Thank you, Mr. Chair.
I want to return to the question of political conventions and their strength in directing or mandating a prime minister who has indicated a willingness to override them. To do this, I want to state what I believe the greatest danger to be, first of all, and then I'll turn to Albert Venn Dicey, who discusses a particularly interesting parallel.
As you know, in the 2015 election the Liberal party won 39% of the vote but 54% of the seats, which gave it 100% of the power. Specifically, it won 184 seats.
A calculation done based on that data and upon exit poll information as to the second and third and fourth preferences of voters indicates that, had they used a preferential ballot in single-member districts, Liberals would have won 224 seats. That means, of course, that they would have had 70% of the seats.
But you can play this the other way. The question is how low their percentage of the vote could drop and still allow them to get more than 50% of the seats and 100% of the power, given that this particular system predictably causes the party of the centre to do best. That's the fundamental, underlying issue, if that is the direction in which the Prime Minister steers, and he has indicated that so far that is the direction in which he plans to steer.

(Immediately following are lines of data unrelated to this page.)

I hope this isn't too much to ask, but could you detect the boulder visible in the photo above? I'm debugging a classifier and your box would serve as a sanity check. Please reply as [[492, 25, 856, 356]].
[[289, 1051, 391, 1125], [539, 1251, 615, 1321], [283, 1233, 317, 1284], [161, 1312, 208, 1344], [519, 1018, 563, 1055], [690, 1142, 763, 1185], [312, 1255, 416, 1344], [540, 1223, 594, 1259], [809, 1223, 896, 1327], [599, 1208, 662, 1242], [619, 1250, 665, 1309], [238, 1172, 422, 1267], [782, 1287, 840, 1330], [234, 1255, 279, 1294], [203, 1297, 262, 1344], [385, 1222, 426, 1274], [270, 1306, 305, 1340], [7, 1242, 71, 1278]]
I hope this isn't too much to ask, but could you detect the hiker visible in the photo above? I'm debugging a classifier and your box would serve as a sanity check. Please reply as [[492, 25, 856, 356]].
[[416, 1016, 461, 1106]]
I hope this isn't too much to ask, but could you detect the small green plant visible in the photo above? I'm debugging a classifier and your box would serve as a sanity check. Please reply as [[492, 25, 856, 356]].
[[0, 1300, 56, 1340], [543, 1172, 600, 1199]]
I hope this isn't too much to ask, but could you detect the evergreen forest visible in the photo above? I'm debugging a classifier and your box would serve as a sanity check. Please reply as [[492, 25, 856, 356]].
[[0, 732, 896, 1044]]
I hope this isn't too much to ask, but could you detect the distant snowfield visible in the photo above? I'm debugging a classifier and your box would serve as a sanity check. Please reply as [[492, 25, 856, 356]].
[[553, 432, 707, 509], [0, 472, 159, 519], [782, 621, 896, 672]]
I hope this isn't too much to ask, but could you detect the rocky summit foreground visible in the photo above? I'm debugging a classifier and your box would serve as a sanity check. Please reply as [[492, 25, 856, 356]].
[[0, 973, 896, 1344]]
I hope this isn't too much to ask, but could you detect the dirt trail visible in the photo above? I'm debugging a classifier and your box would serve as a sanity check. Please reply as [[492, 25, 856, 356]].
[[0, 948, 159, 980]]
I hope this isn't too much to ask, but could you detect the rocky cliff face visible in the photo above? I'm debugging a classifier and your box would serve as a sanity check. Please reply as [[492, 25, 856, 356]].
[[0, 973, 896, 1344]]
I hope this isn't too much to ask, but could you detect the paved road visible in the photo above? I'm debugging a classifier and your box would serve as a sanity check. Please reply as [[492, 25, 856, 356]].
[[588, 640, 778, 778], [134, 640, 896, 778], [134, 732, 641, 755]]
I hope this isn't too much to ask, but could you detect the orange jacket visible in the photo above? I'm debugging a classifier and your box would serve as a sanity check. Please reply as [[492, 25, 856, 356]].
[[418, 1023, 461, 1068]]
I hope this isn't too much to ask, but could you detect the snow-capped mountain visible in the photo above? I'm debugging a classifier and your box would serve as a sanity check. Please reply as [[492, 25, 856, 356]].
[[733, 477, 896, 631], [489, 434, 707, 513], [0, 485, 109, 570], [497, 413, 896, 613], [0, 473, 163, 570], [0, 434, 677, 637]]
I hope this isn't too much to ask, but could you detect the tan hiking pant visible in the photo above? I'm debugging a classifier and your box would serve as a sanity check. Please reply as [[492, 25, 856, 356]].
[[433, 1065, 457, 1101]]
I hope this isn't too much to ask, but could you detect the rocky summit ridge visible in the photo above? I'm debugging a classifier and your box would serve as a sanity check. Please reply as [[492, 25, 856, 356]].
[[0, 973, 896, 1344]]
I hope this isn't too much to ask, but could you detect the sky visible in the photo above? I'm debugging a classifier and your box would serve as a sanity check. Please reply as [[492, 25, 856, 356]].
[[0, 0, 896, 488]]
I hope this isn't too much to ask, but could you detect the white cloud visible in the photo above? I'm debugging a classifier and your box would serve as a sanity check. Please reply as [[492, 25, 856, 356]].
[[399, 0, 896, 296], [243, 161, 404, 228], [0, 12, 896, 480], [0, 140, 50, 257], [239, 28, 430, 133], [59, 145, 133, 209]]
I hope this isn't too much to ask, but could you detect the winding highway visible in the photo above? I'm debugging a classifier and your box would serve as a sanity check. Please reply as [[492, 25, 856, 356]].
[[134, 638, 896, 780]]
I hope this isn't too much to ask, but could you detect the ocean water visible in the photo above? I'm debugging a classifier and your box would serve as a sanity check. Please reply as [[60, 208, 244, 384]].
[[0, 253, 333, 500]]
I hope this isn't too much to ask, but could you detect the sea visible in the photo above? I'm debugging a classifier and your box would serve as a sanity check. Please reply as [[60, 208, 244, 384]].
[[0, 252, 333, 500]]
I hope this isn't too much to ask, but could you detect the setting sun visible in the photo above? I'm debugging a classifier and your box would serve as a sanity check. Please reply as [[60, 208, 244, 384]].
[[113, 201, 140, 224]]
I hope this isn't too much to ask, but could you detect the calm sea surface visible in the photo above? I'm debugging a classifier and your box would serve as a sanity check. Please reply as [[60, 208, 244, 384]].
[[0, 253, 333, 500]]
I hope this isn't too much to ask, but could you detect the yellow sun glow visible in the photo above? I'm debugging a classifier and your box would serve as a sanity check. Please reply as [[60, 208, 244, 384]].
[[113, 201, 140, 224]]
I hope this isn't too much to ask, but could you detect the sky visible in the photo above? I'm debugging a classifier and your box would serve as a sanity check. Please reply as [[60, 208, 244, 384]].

Turning to conventions, Albert Venn Dicey writes in the Introduction to the Study of the Law of the Constitution about the Septennial Act. This was an act passed in 1716 by the British Parliament, which at that time was elected for three-year terms. The law changed the term of Parliament so that it could now continue to govern for an additional four years—it passed this when it had a year left to go—and there was no court remedy against that act. Some members of the House of Lords protested and wrote or said at the time:
...the House of Commons must be chosen by the people, and when so chosen, they are truly the representatives of the people, which they cannot be so properly said to be, when continued for a longer time than that for which they were chosen; for after that time they are chosen by the Parliament, and not the people, who are thereby deprived of the only remedy which they have against those ...[members of Parliament]
You can see what I'm getting at. Effectively, Parliament rewrote the terms of its own contract unilaterally, gave itself extra power, and the people had no remedy. Likewise, if Mr. Trudeau rewrites the election law so that the next election is conducted under rules under which he can lose a significant number of votes, then the classic test of a convention, which is whether it will cost you the next election, is subverted.
I thus submit that question to you: what do we do with a situation in which the issues of legitimacy are so clearly separated from the direction in which a government is trying to go?